Tarde, mal e insuficiente

Felipe VI durante uno de sus mensajes de Navidad. EFE/Angel Díaz  (POOL)

Tarde, mal e insuficiente. Las palabras que acompañarán al reinado de Felipe VI, el preparado que alcanzó la corona por los escándalos de su padre y millones de personas esperamos que la suelte por su incapacidad, que hoy es más evidente que nunca. Su mensaje de Navidad de hoy así lo volverá a constatar.

Que nadie se engañe y que los medios no hagan malabares para crear una expectación que en realidad no existe. Nadie espera nada del discurso de Felipe VI, porque éste ya ha demostrado su falta de coraje, de entereza, de honestidad consigo mismo y con el cargo que ocupa. Ni mostrará la contundencia que se le requiere contra la corrupción de su padre que alcanza de pleno a la familia real, ni dejará claro a los fascistas de dentro y fuera de las Fuerzas Armadas que no tienen lugar en esta democracia.

Se han cargado mucho las tintas en que el de esta noche es su discurso de Navidad más difícil desde que llegó rebotado a la jefatura de Estado. Falso. En realidad es el más sencillo, porque hay tres claros focos en los que tiene que centrarse, que tratar en profundidad y no pasar de puntillas: la pandemia y sus efectos socio-económicos, la corrupción en el seno de la Casa Real y el fascismo... el mismo que le dio la corona a Juan Carlos I, que veía al dictador Franco como una figura paternal.

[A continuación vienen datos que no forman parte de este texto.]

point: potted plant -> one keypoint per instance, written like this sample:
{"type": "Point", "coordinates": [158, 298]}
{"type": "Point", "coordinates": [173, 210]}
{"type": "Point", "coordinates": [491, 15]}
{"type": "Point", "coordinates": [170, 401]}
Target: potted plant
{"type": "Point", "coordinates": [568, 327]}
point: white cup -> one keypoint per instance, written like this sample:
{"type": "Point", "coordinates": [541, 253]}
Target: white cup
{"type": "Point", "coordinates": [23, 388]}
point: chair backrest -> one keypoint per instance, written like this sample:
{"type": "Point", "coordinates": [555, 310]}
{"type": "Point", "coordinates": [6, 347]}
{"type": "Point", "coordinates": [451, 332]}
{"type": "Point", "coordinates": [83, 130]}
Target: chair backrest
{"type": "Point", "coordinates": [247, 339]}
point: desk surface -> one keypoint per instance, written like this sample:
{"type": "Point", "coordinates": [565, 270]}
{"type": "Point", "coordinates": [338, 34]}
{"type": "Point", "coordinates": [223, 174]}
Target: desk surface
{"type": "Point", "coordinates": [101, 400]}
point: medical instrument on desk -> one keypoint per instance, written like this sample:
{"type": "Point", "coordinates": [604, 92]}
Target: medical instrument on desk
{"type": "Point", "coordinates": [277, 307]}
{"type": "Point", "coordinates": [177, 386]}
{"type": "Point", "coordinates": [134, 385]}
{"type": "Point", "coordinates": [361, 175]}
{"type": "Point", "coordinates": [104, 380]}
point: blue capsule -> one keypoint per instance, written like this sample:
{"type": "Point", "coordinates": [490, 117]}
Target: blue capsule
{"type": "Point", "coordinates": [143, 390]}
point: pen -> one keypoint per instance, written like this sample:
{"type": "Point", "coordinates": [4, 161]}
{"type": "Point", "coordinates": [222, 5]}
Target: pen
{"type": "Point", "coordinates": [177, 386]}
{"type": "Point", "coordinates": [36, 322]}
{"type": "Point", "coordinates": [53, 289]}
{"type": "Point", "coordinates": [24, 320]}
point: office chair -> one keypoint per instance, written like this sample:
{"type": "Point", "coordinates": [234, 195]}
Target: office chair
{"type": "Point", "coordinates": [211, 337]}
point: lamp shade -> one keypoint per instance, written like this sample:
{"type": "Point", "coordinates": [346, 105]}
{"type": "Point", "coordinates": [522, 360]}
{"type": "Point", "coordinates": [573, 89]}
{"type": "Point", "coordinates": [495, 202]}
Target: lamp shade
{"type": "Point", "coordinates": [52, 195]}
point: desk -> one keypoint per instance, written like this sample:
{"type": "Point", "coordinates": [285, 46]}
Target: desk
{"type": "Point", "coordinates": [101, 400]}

Mañana analizaremos ese mensaje de Navidad, más propio de una agencia de publicidad que de una jefatura de Estado. Así pues, que nadie repita el estribillo del discurso complejo y esa suerte de paparruchas porque, sencillamente, es mentira... más aún para alguien al que hemos pagado una preparación como a Felipe, que podrá ser sexto, pero esta noche creo que más bien no pasará de tres al cuarto.